お付き合いのある税理士のからご紹介をいただきました。

 

ご依頼者のX様は、お父様が個人事業主として建設業許可(鋼構造物工事)を取得しており、X様は正社員ではあるものの、お父様の経営を補佐する立場で働いていらっしゃいました。

ところが、お父様が急にお亡くなりになり、長男であるX様がその後を継がれることになりましたが、建設業許可は相続等による承継が出来ません。したがってX様が新規に許 可を取得しなければなりません。

さらに、X様ご自身は経営を補佐する立場とはいえ、正社員ですので経営業務の管理責任者としては認められないのではないか、という大きな懸念がありました。

このようなご事情のため、専門的である行政書士に相談したいとのことで、税理士の方のご紹介で弊所にお声がけいただきました。

またこれを機に、法人を設立し、法人として許可を取得したいとのことでした。

 

お父様の許可内容及び本件のご相談をまとめると次のようになります。

 

【お父様(個人事業主)の許可内容】

・代表者 … お父様(個人事業主)

       東京都知事許可(鋼構造物・一般)

・経営業務の管理責任者(経管) … お父様

・専任技術者 … X様(所定学科(高卒)+実務経験5年)

 

※ 懸念事項

・お父様の事業を承継するX様は正社員扱い(「給与者」)のため、確定申告をしてい

ない。その代わり、お父様の確定申告書の「事業専従者」の欄にはお母様のお名前はある。ただし、金額は年間90万程。

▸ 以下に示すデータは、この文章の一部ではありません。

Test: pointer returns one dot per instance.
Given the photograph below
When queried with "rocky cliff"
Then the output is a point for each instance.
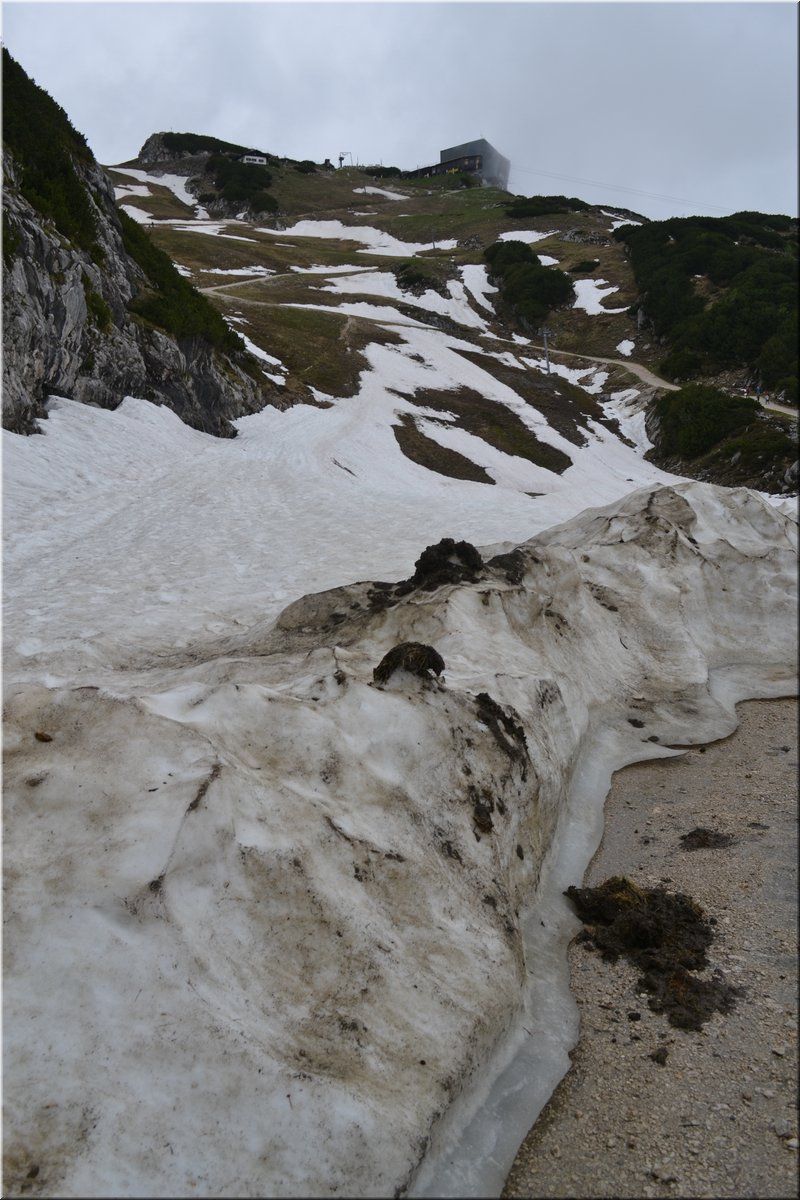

・また、建設業許可の承継はできないため、お父様の許可は廃業し、X様が新規で許可取得をすることになり、その間は許可にブランクが生じてしまう。したがって手続きは可能な限り迅速に行う必要がある。

 

【X様の許可内容のご相談】

○経営業務の管理責任者

 X様のお母様が「事業専従者」であるため、お母様には経営補佐経験があるものとして認められるのか、それとも、X様が正社員扱い(「給与者」)ではあるものの経営補佐経験があるものとして認められるのか。

 → 都庁へ事前相談と事前認定は必須

 

○専任技術者

 X社長:指定学科卒業+実務経験

 

○財産要件

 純資産が500万円に満たなかったので、「残高証明書500万円以上」にて申請

   ※ 法人設立して第1期決算が未到来のため「資本金」で判断。

 

〇その他

法人(株式会社)を設立し、X様が代表取締役、お母様が取締役になる予定。上記のとおり資本金は500万未満のため、許可申請時に残高証明書が必要。

 

☆まとめ

一番のポイントは、X様(またはお母様)が、個人事業主であるお父様のもとで、経管に準じる地位として、経営補佐経験があるかどうかという証明とその手続きでした。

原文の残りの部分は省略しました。